Taylor will have his work cut out for him to match Meggs’ success. In 13 seasons, Meggs led the Wildcats to the College World Series seven times, won eight conference championships and seven regional crowns. Meggs was named coach of the year numerous times by the NCAA and Chico State.

As he did in Chico, Meggs will be trying to turn a struggling program into a model one—only this time he’s in Division I, which means he will have far more to work with.

Enloe gets first female chief
Speaking of new hires, Enloe Medical Center announced this week that it has an interim CEO to replace the outgoing Dan Neumeister. She’s Beth O’Brien (pictured), she starts work Aug. 1, and she’s Enloe’s first female CEO. Not only that, she began her career as a nurse.

O’Brien’s resume suggests she’s in the business of healing not only people, but also sick hospitals. A 30-year health-care veteran, she most recently served as the president/CEO of Baptist Health in Alabama, a financially troubled institution that she stabilized. Prior to that she held the same post at Catholic Healthcare West’s Southern California Division. According to an Enloe press release, she is one of only 28 women in the country to be named to Modern Healthcare magazine’s “100 Most Powerful People in Healthcare 2004.”
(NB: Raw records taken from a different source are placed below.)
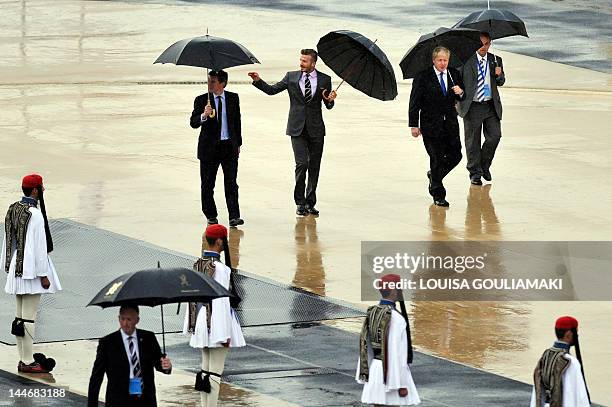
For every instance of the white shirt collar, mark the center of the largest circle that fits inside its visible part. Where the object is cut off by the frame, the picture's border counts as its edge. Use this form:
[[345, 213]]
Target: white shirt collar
[[126, 336], [438, 72]]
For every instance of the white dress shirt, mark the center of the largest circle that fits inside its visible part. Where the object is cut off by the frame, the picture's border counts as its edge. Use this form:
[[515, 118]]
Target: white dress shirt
[[313, 82], [126, 343]]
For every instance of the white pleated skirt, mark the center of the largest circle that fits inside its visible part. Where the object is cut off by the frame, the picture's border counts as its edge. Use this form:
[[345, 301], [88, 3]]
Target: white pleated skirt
[[17, 285], [374, 389]]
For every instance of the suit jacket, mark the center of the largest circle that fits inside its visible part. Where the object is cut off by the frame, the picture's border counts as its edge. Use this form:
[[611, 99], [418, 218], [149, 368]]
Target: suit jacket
[[112, 360], [210, 132], [301, 113], [428, 103], [469, 71]]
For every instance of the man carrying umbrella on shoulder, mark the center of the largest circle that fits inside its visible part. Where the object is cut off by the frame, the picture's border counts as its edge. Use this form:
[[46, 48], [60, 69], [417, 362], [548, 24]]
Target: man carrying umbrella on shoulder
[[432, 113], [307, 89], [482, 109], [214, 326], [127, 357]]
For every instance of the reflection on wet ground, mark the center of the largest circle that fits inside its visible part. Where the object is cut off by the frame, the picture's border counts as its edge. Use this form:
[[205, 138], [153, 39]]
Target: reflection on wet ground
[[120, 156]]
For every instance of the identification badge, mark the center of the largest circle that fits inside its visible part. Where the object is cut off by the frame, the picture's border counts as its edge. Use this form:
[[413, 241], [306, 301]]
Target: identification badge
[[487, 90], [136, 386]]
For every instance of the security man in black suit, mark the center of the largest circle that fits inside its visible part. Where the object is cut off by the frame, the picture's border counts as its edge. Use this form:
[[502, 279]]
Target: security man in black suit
[[127, 357], [432, 100], [219, 144]]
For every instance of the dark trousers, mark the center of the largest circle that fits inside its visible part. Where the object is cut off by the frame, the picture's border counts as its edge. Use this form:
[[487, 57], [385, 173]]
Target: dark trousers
[[444, 155], [307, 151], [481, 116], [226, 155]]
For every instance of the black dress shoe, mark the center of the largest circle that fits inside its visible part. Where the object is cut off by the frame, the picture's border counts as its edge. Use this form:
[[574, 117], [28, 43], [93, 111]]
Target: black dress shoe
[[236, 222], [441, 202], [312, 210], [486, 174]]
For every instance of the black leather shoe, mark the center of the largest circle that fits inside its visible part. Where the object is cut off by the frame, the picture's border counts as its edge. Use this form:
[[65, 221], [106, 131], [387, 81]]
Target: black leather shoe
[[312, 210], [441, 202], [236, 222], [486, 174]]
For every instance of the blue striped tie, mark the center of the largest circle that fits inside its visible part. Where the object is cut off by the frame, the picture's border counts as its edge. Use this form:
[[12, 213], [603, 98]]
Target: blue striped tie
[[481, 80]]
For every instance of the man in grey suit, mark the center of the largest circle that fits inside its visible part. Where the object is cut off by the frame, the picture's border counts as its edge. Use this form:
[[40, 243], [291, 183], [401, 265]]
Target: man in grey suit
[[307, 89], [481, 109]]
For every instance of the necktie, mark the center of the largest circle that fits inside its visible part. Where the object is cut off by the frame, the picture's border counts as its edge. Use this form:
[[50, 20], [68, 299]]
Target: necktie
[[134, 357], [481, 80], [307, 89], [219, 112], [442, 83]]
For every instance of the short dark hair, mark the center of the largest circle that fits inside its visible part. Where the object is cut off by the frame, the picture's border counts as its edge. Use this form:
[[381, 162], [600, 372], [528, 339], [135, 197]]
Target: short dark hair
[[486, 35], [126, 307], [311, 52], [221, 76]]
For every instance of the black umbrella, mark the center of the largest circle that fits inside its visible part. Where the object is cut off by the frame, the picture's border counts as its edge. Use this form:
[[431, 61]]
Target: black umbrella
[[498, 23], [157, 287], [462, 42], [207, 52], [360, 62]]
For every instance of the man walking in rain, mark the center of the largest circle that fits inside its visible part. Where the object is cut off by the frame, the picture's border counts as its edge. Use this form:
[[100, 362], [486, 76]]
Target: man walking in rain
[[25, 257], [482, 109], [213, 326], [559, 376], [384, 351], [432, 113], [307, 89]]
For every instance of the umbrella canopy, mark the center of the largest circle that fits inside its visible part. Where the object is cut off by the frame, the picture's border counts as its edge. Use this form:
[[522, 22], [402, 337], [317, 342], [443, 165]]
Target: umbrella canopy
[[207, 52], [359, 62], [462, 42], [498, 23], [159, 286]]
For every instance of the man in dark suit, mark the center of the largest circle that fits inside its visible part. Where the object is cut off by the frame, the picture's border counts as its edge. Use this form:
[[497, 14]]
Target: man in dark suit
[[432, 113], [307, 89], [128, 357], [219, 144], [482, 108]]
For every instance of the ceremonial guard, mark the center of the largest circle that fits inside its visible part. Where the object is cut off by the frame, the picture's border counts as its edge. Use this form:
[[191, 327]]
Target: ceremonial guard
[[25, 257], [385, 351], [559, 376], [214, 327]]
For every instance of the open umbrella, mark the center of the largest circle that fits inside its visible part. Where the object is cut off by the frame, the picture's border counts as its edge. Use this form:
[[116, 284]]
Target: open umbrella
[[498, 23], [359, 62], [207, 52], [462, 42], [157, 287]]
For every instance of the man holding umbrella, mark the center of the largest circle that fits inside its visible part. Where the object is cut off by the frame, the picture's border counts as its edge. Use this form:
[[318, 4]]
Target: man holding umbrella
[[481, 109], [307, 89], [30, 271], [219, 144], [214, 326], [432, 113], [559, 376], [127, 357]]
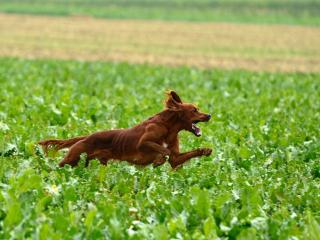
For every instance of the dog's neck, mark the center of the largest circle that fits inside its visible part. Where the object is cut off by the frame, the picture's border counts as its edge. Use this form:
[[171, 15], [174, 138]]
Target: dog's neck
[[171, 120]]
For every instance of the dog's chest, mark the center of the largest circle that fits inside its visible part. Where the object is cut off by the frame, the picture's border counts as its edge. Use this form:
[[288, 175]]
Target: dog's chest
[[165, 145]]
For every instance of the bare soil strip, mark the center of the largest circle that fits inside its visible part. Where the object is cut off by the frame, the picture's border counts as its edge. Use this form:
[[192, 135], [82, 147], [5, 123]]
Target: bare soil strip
[[208, 45]]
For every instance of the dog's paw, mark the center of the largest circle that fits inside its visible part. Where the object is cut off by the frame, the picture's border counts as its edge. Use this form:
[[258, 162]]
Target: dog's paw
[[206, 151]]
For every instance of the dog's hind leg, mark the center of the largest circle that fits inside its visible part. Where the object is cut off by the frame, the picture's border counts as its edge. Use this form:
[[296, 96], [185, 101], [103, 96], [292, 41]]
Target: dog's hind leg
[[59, 144], [73, 156], [102, 155]]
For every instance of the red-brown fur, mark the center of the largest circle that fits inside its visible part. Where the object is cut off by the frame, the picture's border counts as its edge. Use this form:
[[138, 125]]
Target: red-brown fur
[[152, 141]]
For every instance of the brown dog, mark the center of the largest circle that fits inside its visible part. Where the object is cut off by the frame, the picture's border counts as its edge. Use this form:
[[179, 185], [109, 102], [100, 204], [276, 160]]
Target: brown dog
[[152, 141]]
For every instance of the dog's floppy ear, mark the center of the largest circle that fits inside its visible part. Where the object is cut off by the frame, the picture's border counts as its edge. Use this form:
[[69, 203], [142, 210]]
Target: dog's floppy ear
[[173, 100]]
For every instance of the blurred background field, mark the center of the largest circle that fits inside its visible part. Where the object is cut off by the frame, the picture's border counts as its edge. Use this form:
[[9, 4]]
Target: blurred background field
[[254, 11]]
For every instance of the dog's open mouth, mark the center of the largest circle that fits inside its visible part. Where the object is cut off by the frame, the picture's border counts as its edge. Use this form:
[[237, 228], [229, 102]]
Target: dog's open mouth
[[196, 130]]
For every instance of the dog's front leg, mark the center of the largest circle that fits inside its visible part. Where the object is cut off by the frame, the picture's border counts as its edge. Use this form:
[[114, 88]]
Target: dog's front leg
[[177, 160]]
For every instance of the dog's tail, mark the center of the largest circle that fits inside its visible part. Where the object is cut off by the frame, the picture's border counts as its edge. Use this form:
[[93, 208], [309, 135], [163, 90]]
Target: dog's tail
[[59, 144]]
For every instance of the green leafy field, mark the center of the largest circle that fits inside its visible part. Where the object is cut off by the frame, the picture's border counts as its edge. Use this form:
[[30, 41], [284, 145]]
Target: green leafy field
[[254, 11], [262, 181]]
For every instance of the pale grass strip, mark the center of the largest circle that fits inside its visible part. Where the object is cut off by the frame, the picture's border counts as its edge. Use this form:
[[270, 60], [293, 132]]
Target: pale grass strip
[[209, 45]]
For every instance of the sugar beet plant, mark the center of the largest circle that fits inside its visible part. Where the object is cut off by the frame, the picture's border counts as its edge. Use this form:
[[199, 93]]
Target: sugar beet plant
[[261, 182]]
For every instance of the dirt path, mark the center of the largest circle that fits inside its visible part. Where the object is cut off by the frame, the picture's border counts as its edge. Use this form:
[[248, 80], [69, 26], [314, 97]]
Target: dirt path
[[208, 45]]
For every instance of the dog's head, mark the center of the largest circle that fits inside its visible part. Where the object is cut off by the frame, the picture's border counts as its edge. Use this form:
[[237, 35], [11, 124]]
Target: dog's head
[[188, 114]]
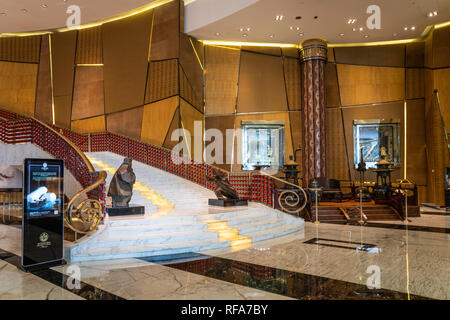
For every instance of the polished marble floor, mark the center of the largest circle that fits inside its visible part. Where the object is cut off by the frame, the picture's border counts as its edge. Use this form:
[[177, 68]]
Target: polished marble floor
[[324, 261]]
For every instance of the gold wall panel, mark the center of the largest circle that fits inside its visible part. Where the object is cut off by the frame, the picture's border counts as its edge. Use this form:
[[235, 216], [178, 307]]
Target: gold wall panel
[[331, 86], [415, 83], [157, 119], [416, 142], [337, 165], [442, 84], [386, 111], [281, 116], [222, 123], [89, 46], [192, 69], [63, 61], [88, 95], [365, 85], [441, 48], [91, 125], [18, 87], [162, 80], [261, 84], [415, 54], [189, 115], [20, 49], [222, 70], [127, 123], [388, 56], [188, 93], [275, 51], [166, 32], [125, 54], [43, 110], [293, 86]]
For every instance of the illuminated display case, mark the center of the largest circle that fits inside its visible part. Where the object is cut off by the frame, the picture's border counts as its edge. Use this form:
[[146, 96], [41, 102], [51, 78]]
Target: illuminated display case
[[262, 144], [376, 138]]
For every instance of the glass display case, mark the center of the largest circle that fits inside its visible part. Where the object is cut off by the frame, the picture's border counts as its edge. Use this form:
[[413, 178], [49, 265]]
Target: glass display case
[[262, 144], [376, 138]]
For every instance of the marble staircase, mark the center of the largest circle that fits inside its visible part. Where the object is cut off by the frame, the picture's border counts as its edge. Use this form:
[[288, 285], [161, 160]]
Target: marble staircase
[[178, 221]]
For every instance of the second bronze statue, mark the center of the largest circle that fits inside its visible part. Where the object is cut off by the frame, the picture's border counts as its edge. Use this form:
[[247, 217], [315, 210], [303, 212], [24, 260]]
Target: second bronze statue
[[121, 186]]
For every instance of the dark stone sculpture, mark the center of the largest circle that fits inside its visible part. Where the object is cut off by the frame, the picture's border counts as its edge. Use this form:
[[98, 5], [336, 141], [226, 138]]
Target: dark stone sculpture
[[224, 189], [121, 186]]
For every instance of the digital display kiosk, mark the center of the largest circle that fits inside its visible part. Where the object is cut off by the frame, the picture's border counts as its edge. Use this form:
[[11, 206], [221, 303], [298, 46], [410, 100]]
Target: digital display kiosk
[[43, 213]]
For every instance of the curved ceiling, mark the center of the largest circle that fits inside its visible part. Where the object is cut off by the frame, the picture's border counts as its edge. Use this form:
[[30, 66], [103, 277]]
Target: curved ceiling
[[327, 19]]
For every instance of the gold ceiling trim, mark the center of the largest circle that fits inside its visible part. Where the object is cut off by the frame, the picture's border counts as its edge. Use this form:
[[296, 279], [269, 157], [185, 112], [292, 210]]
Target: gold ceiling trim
[[117, 17]]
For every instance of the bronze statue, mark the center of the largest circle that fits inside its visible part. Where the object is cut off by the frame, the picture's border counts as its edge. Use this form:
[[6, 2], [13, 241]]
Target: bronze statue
[[121, 186], [224, 189]]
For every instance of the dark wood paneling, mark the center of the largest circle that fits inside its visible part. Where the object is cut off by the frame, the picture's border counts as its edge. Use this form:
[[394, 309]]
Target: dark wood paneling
[[125, 52], [89, 47], [261, 84], [293, 87], [166, 32], [162, 80], [88, 96], [390, 56], [331, 86], [127, 123], [43, 109], [63, 60], [20, 49]]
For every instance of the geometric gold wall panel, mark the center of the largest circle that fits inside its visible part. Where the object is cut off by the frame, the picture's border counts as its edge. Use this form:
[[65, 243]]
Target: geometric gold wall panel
[[388, 56], [162, 80], [43, 109], [18, 87], [96, 124], [415, 83], [63, 60], [365, 85], [88, 95], [261, 84], [89, 46], [192, 68], [156, 120], [331, 86], [125, 53], [293, 87], [127, 123], [222, 69], [20, 49], [166, 32]]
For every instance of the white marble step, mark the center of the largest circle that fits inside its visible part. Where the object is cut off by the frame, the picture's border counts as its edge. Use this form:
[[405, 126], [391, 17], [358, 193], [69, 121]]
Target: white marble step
[[148, 251]]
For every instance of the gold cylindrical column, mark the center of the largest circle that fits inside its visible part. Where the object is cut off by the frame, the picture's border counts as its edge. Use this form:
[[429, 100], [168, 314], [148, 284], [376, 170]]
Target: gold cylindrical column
[[313, 56]]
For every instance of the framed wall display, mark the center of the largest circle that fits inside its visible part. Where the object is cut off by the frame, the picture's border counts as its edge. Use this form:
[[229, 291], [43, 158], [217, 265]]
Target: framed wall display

“Coming in as the interim CEO creates a special challenge,” O’Brien said in the release. “It will be a pleasure to be part of this hospital and community for as long as I am needed.”

Another era ends
Longtime Chicoans got a surprise—a shock, really—when Austin’s Home Furnishers announced it was closing up shop. The family-owned business, which has been located at its current Skyway location since 1985, will make way for a new retail development planned for the site.

The business was founded by Earl and Norman Austin in 1962 and has been managed recently by Brian Austin and his sister Brenda Austin Petersen. “After 44 years of serving the North Valley, Brian and I are certainly sad to be closing the store that our dad founded,” Petersen said in a press release, “but we are incredibly excited about our new venture.”

Shelter from the heat
The Torres Community Shelter is extra busy these days. With the heat in the 100s for days on end, people are flocking to the air-conditioned accommodation. The shelter reported a nearly 50 percent increase in guests since the heat wave hit, with about 75 guests. The Torres facility can hold 120 people.

Other places for the homeless to get out of the heat are the Jesus Center’s Sabbath House in Chico, which can accommodate 22 women and children, and the Oroville Rescue Mission, with room for 22 men and 10 women.